A FESTA DOS SANTOS PRETOS

Apesar de ser bem cedo, me levanto empolgado. Não é um dia qualquer. Escuto de longe as batidas dos tambores e o estrondo dos rojões indicando que a “alvorada” já está iniciando. Meu coração se agita. A grande festa da Congada está chegando. Uberlândia, sonolenta, teima em continuar seu sono, afinal, hoje é domingo! Mas, em muitos pontos da cidade, catadoras(es) de papel, guardadores de carros, garis, motoristas de ônibus, empregadas domésticas, gente simples da cidade viverão transformações: serão reis e rainhas pela fé.

Puxando na memória, lembro das histórias que já faz muito tempo que tudo isso começou. Nossos antepassados se reuniam e entoavam preces – clamando por liberdade e dignidade - à santa de devoção: Nossa Senhora do Rosário. Embalada por cantigas e vozes fatigadas, sempre imagino que a oração chegava mais depressa aos céus. Afinal, a boa santa devia conhecer bem o sofrimento do seu povo.

Ainda pela manhã, os ternos desfilam pelo centro da cidade: Marinheiros, Congos, Catupés, Marujos e Moçambiques, uma procissão que encanta os olhos dos homens e mulheres, mas principalmente, os de Deus. Crianças, adultos e idosos, passado e presente se entrelaçam, beleza da tradição. As vozes, cores e clamores dos ternos se misturam e louvam com extrema beleza a Mãe do Rosário e São “Ditim”.

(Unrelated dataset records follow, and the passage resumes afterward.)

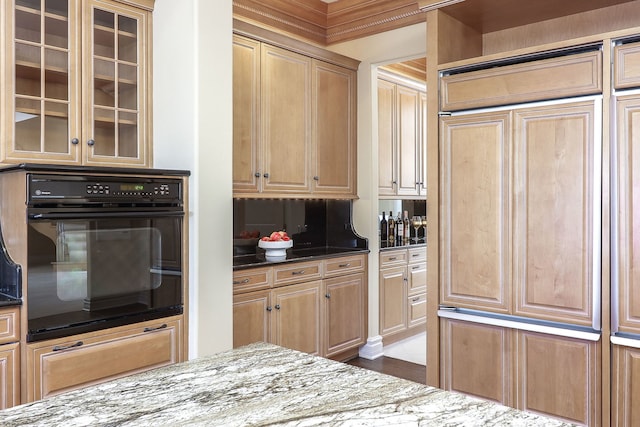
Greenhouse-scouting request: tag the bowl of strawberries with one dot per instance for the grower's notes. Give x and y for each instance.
(276, 245)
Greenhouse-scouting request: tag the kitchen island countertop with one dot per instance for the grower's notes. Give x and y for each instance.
(262, 384)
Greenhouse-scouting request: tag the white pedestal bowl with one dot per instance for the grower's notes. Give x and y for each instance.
(275, 251)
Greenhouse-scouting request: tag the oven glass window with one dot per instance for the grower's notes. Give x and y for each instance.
(83, 273)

No final da Avenida Floriano Peixoto, quase no bairro Fundinho, a pequenina igrejinha humildemente observa a bonita celebração. As fitas pulam dos mastros e se entrelaçam numa mistura de cores, sons, fé e devoção. Os tambores gritam alto para que Nossa Senhora do Rosário e os meus santos pretos também escutem e comecem a festejar. Vejo uma bela procissão saindo do altar: Benedito, Efigênia, Bakhita, Martinho e outros mais, meus santos escutaram minha louvação. As lágrimas teimam em cair, sinal de que o coração às vezes é duro, quase feito de pedra, mas nestas horas :‘Fuzuê, fuzuê, fuzuê, fuzuá / Quando chega a festa santa / Faz meu coração chorá!”.

Mas estranho, de repente escuto o barulho do interfone. Percebo que ainda estou na cama. Infelizmente foi só um sonho! Por conta da pandemia a festa santa não aconteceu, mas chegado o segundo domingo de outubro é impossível não lembrar.

Aproveito a recordação, rezo uma Ave Maria, pedindo a Boa Mãe que interceda por nós, principalmente pelo povo negro, tão massacrado pelas múltiplas forma de discriminação. No coração fica a esperança de que no próximo ano, estarei festejando junto com o povo a festa do Rosário.